[EN CONSTRUCCIÓN - faltan las fotografías] Disculpad las molestias.

Este blog, que originalmente iba a ser una web, pretende acercar un tipo de arte que, por varias razones, no está tan valorado como lo puede ser la pintura, la escultura vanguardista o la fotografía, y que sin embargo mediante su estudio, se pueden aprender y entender muchísimas cosas sobre la sociedad de una determinada época y ciudad. Se trata del arte funerario, y en este espacio nos centraremos especialmente en el encontrado en los diferentes cementerios de la ciudad de Barcelona.

[Estudio realizado como trabajo de investigación de bachillerato (treball de recerca) en 2004.]

3.9. Collserola.

Es el último cementerio construido en la ciudad de Barcelona, y también es conocido como Cementiri-Nord. Se sitúa dentro del municipio de Montcada i Reixac y alberga difuntos de Barcelona, Montcada y Cerdanyola. A pesar de ser el más actual, desconocemos la fecha de inauguración por falta de fuentes bibliográficas que traten sobre este recinto aunque podemos intuir que no llega a los 30 años de actividad.

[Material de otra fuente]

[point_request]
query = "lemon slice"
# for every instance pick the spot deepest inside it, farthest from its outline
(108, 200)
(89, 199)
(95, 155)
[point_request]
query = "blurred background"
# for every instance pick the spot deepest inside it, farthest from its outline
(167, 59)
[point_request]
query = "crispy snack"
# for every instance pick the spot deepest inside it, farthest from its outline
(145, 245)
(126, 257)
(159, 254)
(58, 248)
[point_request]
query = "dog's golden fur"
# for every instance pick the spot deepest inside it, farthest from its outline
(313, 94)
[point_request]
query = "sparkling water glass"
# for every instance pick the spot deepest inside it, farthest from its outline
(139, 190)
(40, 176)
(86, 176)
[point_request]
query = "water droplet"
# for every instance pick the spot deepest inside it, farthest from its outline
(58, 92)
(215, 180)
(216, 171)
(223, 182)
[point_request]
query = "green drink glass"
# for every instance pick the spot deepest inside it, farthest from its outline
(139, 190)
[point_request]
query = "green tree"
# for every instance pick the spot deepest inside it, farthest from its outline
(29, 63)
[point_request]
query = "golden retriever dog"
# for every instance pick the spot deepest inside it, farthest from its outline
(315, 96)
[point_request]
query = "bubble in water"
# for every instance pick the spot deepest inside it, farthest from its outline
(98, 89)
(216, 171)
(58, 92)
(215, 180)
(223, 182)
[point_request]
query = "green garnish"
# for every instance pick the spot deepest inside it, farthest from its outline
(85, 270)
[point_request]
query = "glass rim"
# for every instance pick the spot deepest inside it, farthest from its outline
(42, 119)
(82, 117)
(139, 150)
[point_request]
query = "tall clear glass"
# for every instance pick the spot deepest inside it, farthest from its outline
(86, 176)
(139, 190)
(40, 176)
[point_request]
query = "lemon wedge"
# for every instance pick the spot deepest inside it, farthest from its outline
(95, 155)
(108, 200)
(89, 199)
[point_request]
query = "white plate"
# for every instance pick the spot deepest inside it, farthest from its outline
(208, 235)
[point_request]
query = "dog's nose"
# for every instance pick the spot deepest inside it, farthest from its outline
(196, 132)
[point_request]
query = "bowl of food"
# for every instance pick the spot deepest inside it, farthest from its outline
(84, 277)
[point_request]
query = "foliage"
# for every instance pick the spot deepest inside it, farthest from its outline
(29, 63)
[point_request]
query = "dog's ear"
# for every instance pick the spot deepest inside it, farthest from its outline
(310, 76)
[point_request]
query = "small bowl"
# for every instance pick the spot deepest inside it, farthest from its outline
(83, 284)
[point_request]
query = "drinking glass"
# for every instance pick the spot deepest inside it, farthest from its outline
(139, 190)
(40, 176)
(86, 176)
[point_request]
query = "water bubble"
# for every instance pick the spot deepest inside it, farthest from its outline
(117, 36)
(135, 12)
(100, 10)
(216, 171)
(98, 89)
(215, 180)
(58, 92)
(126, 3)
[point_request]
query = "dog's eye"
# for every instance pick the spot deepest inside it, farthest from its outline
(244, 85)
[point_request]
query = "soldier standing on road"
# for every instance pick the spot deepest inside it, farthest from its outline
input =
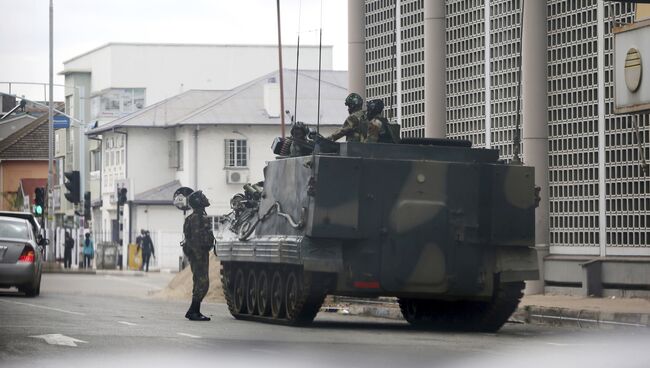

Se trata sin duda del cementerio más grande en extensión. En un principio, se tenía previsto que llegase a tener 160.000 sepulturas, pero actualmente solo se llegará a las 80.000 y se dejará el resto de terreno como zona verde.

Es un intento de cementerio mediterráneo con una ordenación ortogonal de tres o cuatro bloques de nichos por sección; generalmente de cinco alturas, con la mitad inferior del bloque cubierto de hiedras de un verde intenso. A pesar del estilo pseudo-mediterráneo, el primer proyecto se parecía más al de Montjuïc, pero no se pudo realizar a causa del tipo de tierra del terreno.

Contiene muchas plazas de descongestión, que le dan un aspecto mucho más amplio todavía, y la separación entre secciones es muy grande. Ya de por sí el acceso al cementerio está muy limitado. Un solo autobús recorre una sinuosa y zigzagueante carretera entre una montaña medio desolada y cuando llegas al destino, si no se tiene transporte propio prácticamente es imposible ver el recinto entero. Y lo que destaca más, no son sus tumbas, pues no hay ninguna interesante, sino sus zonas. Son muy diversas. Girando por una curva interior de la necrópolis, encontramos un cementerio americano de gran extensión. Éste se caracteriza por las tumbas directamente situadas en el suelo, con una pequeña lápida cuadrada y una pequeña jardinera con flores o arbustos bajos. Se encuentra rodeado de cipreses y la tierra se encuentra cubierta de césped bien cuidado. Otra zona que nos llamó la atención fue la existencia de una gran extensión de terreno, también con césped, destinado a columbarios cinerarios (que también los encontramos en Montjuïc aunque en una extensión mucho más reducida); éstos ya de tamaño grande y en multitud por la gran cantidad de personas que optan por la incineración, y también campos de urnas, para enterrarlas. En los otros cementerios se encontraban en muy pequeñas cantidades, si los había.

Y sobretodo, una cosa inesperada en un cementerio cristiano; a pesar de la existencia compartida de los recintos hebreos, es encontrar uno islámico dentro del propio cristiano. Se trata de un lugar pequeño, con pocas tumbas, sin decorar, y con inscripciones coránicas en español, francés y árabe. Las lápidas son negras y grises, y rodeadas de arbustos bajos. El recinto hebreo se halla fuera del cristiano, y está prohibida la entrada. Vimos en el cartel de señalización, diversos insultos y cruces gamadas, que pueden ser el motivo por el cual tampoco esté abierto al público.
También existe un recinto oriental, pero desconocemos cómo es.

El resto del cementerio se compone de grandes bloques de nichos dispuestos en todas las zonas posibles, de amplias carreteras, alguna zona con panteones muy poco decorados y una zona que destaca por su pobreza. Suelo de barro y pequeñas cruces o flores tiradas con algún trozo de cerámica con un nombre escrito a mano.

Lo último a destacar de Collserola, es que se trata del primer cementerio a tener un incinerador propio.